Now I come to another assurance. The noble and gallant Earl, after all he has done for the playing fields of this country, asks that they shall be protected. This question was raised in another place; and there I thought the Minister went just as far as ever he could go to give that assurance to the Playing Fields Association. If you add to that assurance the fact that the Minister of Town and Country Planning has also to be satisfied, then I think the noble Earl can rest assured that playing fields will only be taken in the most dire necessity.
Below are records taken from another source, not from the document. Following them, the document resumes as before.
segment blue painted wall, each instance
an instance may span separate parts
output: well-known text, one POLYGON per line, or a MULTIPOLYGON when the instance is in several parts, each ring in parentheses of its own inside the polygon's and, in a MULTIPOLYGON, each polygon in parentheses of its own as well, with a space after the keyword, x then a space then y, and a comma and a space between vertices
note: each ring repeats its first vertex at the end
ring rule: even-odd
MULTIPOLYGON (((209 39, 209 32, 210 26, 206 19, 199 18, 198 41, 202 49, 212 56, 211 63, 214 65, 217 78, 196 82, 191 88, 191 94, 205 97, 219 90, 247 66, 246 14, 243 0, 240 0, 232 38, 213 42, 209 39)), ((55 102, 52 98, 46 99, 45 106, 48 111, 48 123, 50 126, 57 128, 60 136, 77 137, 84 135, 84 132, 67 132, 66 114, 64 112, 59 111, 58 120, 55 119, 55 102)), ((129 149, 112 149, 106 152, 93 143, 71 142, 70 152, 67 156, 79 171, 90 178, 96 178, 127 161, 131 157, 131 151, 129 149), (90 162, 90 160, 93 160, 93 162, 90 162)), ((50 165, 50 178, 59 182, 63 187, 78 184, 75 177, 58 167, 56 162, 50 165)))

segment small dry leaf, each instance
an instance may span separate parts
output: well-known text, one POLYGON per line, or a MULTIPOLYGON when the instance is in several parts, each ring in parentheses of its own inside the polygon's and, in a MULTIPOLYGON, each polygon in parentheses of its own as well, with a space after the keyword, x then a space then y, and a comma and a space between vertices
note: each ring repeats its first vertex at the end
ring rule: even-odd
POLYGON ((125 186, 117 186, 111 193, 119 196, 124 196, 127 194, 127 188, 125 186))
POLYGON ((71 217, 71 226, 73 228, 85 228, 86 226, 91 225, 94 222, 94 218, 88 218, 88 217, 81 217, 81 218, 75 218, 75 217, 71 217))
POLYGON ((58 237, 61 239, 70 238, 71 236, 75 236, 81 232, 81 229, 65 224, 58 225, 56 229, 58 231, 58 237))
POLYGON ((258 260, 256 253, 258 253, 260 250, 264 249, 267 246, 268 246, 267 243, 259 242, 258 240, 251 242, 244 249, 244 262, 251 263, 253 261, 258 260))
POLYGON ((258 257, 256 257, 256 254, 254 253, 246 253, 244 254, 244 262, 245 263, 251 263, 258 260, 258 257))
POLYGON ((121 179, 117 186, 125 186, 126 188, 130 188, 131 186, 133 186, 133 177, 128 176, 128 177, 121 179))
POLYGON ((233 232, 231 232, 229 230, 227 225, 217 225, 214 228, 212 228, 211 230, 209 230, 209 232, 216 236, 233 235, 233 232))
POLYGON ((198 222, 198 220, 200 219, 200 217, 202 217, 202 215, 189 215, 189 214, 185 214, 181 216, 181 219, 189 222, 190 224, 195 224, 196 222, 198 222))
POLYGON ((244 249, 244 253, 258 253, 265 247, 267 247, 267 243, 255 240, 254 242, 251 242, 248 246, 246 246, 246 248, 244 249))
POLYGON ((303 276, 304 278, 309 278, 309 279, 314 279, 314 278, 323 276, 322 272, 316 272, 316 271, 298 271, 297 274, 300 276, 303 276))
After all, none of us like this Bill. No one, including myself, has spoken a word in favour of the Bill except to say that here is a balance of disadvantage. Are we going to leave people without homes, or are we going to leave some people with less open spaces than they otherwise would have? On that balance of disadvantage I think we have all come to the conclusion, regretful as we are, that this Bill should pass. My noble friend Lord Balfour of Burleigh is quite right in saying he has given a different explanation from the explanation I would have given, because I was a Minister in the last Government. Of course there has been one other factor that has been involved besides the negligence of the last Government, and that was that little incident of the war, which did come in and make it necessary for us to have all these temporary houses. That probably is one of the factors that the noble Lord has taken into consideration. I do not propose to say any more on the subject of Royal parks, other than, in reply to the noble Viscount, Lord Samuel, to say that it is true that Royal parks are not included in this Bill, which is a Bill that deals 549 with open spaces in the possession of public authorities. Obviously we are going to have another discussion to-morrow on that subject, on the Committee stage.
§ On Question, Bill read 2a, and committed to a Committee of the Whole House.